## 2013-03-20

### Nonzero Electromagnetic Fields in a Cavity

Anyway, I've been able to read some more papers on the subject, including Casimir's original paper on it as well as Lifshitz's paper going a little further with it. One of the things that confused me in those papers (and in my recitation leader's explanation, which was basically the same thing) was the following. The explanation ends with the notion that quantum electrodynamic fluctuations in a space with a given dielectric constant, say in a vacuum surrounded by two metal plates, will cause those metal plates to attract or repel in a manner dependent on their separation. This depends on the separation being comparable to the wavelength of the electromagnetic field (or something like that), because at much larger distances, the power of normal blackbody radiation (which ironically still requires quantum mechanics to be explained) does not depend on the separation of the two objects, nor does it really depend on their geometries, but only on their temperatures.
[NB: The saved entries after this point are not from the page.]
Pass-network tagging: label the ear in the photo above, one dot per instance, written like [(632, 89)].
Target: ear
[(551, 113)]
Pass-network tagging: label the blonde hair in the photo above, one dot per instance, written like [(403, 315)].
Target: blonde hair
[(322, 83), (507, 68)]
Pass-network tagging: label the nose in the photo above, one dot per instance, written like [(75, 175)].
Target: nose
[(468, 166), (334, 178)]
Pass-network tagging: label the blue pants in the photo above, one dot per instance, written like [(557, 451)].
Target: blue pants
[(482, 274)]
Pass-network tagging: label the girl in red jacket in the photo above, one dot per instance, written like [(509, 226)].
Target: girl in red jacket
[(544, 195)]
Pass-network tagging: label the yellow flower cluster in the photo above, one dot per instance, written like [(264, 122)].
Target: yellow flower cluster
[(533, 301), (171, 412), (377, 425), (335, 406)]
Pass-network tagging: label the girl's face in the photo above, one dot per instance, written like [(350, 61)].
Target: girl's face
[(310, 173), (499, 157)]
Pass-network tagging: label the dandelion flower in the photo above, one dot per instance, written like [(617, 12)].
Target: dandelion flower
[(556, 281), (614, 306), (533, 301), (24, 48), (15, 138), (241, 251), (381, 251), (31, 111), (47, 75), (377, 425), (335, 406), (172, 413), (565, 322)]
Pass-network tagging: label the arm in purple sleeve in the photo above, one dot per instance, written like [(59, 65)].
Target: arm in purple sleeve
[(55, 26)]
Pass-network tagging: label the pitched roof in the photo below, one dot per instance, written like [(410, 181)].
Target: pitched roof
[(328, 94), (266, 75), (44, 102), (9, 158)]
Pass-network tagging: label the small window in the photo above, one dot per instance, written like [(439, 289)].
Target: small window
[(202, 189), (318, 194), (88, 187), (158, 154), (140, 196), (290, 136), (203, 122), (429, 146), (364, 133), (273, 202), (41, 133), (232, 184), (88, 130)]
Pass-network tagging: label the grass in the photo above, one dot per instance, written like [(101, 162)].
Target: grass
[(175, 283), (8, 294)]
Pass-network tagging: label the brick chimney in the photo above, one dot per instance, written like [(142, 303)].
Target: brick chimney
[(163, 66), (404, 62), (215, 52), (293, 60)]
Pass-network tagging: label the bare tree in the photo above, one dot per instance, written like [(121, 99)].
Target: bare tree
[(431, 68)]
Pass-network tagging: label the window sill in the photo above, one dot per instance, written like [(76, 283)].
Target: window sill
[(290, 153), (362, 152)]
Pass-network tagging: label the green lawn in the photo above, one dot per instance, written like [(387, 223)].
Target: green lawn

The explanation of the Casimir effect starts with the notion of an electromagnetic field confined between two infinite perfectly conducting parallel plates, so the fields form standing waves like the wavefunctions of a quantum particle in an infinite square well. This is all fine and dandy...except that this presumes that there is an electromagnetic field. This confused me: why should one assume the existence of an electromagnetic field, and why couldn't it be possible to assume that there really is no field between the plates?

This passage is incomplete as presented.